Dorong Kepatuhan Bayar Pajak, Menkeu Edukasi Lewat Pendidikan

Isna Rifka Sri Rahayu ยท Jumat, 09 November 2018 - 11:00 WIB
Dorong Kepatuhan Bayar Pajak, Menkeu Edukasi Lewat Pendidikan

Menteri Keuangan Sri Mulyani Indrawati (tengah) dan Direktur Jenderal Pajak Robert Pakpahan (Kanan). (Foto: iNews.id/Isna Rifka)

JAKARTA, iNews.id - Direktorat Jenderal Pajak (DJP) Kementerian Keuangan (Kemenkeu) menandatangani nota kesepahaman (Memorandum of Understarding/MoU) dan kerja sama dengan Kementerian Agama, Kementerian Dalam Negeri, dan Lembaga Ilmu Pengetahuan Indonesia (LIPI). Hal ini sebagai upaya membangun dan menumbuhkan kesadaran dan kepatuhan pajak kepada masyarakat.

Direktur Jenderal Pajak Robert Pakpahan mengatakan, MoU ini nantinya mendasari berbagai kegiatan edukasi pajak yang tertib, terstruktur, dan sistematis. Dia berharap upaya ini akan berlangsung berkelanjutan sehingga kepatuhan pajak dapat ditingkatkan di masa depan.

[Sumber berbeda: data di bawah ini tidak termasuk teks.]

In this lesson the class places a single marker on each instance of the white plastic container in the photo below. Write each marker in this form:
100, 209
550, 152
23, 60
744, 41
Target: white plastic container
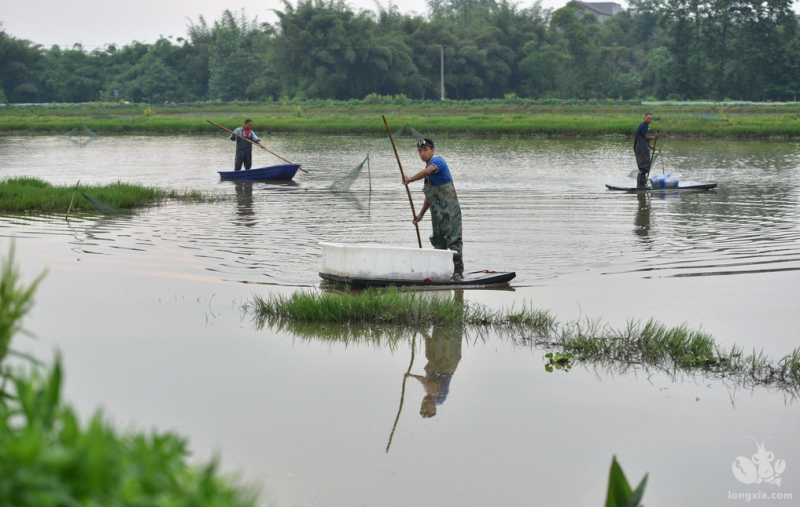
386, 262
665, 180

"Seminggu ini telah kami laksanakan sebagai bentuk kegiatan pendekatan pengajaran kepatuhan pajak dari sisi edukasi sadar pajak kepada future tax payers," ujarnya sebelum penandatanganan MoU di Kantor Pusat DJP, Jakarta, Jumat (9/11/2018).

Selain nota kesepahaman, DJP juga memperluas kerja sama pendidikan pajak melalui Universitas Terbuka, Pusat Data dan Informasi llmiah LIPI, serta Direktorat Jenderal Pengembangan Ristek Kemenristekdikti.

Pada saat yang sama, Menteri Keuangan Sri Mulyani Indrawati mengatakan, inklusi perpajakan merupakan rangkaian upaya untuk meningkatkan kesadaran dan pemahaman tentang pajak. Pasalnya, kontribusi penerimaan pajak masih kecil yaitu hanya 70 persen dari total penerimaan negara.

"Kalau dilihat dari tax ratio masih dibawah 15 persen selama lima tahun terakhir kita berkutat antara 10-12 persen ini artinya masih banyak potensi kita membayar pajak," ucapnya.

Menurut dia, edukasi dan pemehaman mengenai pentingnya pembayaran pajak menjadi strategi penting untuk meningkatkan penerimaan negara. "Kalau kita lihat pendapatan negara yang sekarang kita kumpulan sekitar 11-12 persen itu menggambarkan potensi yang masih sangat besar," kata dia.

Kerja sama ini dilakukan di Kantor Pusat DJP dan diikuti dengan kegiatan Pajak Bertutur yang dilaksanakan serentak di seluruh unit kerja DJP di seluruh Indonesia di mana petugas pajak melakukan langsung di sekolah kepada anak-anak peserta didik.

Kegiatan yang dilaksanakan hari ini merupakan bagian dari puncak rangkaan acara Pekan lnklusi Kesadaran Pajak 2018 yang dilaksanakan pada 5-9 November 2018 dalam rangka peringatan Hari Pajak dan Kampanye Program lnkusi Kesadaran Pajak dalam Pendidikan.